Just like Coop Atlantic could provide its expertise, its management template and its advice, and provide product to the door of a new Gottingen Street cooperative grocery store owned by locals, Robinson says that INova could provide its expertise, its management template, its advice and provide the capital needed to run a Gottigen Street cooperative credit union.

"If you have everything taken care of for you, then it's no different than anyone else going and getting a job in a bank," says Robinson. "If we ever do go to Gottingen Street, I'd like to see it run by people who live in the area, as much as possible.

"It could look like anything you want it to look like," continues Robinson. "It could look like just an office with a cash machine and a couple of people who are advisors.

"It needs to happen," she says.

A new air
But whether the Gottingen Street area is open to the challenges of organizing its own cooperative grocery and credit union organizations is an open question. Strum, at Backpackers, thinks that it is. So does Moloney, at the North End Community Health Clinic.

"We had over 20 people sign up not just as interested in the Coop, but as saying they would be actively involved in the effort," says Moloney. "Residents want to see this happen."

And with the new organizational strength and expertise that Bernard Smith brings to the Business Improvement District, people on the street seem to have a more positive attitude generally.
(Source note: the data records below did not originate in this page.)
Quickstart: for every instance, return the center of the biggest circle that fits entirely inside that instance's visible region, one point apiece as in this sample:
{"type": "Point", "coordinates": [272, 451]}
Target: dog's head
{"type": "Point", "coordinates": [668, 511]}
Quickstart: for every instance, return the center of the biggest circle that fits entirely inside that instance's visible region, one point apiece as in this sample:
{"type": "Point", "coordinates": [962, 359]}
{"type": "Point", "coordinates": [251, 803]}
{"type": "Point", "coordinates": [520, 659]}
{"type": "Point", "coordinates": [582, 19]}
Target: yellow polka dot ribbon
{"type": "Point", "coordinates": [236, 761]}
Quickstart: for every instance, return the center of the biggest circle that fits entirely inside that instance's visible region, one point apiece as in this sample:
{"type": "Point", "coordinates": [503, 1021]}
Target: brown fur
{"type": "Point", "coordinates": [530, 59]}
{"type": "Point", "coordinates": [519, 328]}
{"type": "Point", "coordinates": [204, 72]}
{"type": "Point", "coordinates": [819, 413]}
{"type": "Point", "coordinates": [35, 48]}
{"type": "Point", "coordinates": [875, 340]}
click to enlarge Gottingen Street changing in big ways
Fencing surrounds the MET building in anticipation of its demolition.
And then there are changes on the ground. The former Diamonds Bar building was torn down last month, and the construction fencing was last week moved down the street to the former Mitchell's Environmental Treasures building, the biggest and ugliest eyesore, not to mention source of rats, on the street. Demolition is underway---workers are dismantling parts of the interior of the building today, and passersby should start seeing the exterior coming down any day now.

The physical removal of MET will be transformative, bringing about a huge change in mental outlook of the street. But the other changes afoot on Gottingen may be even bigger.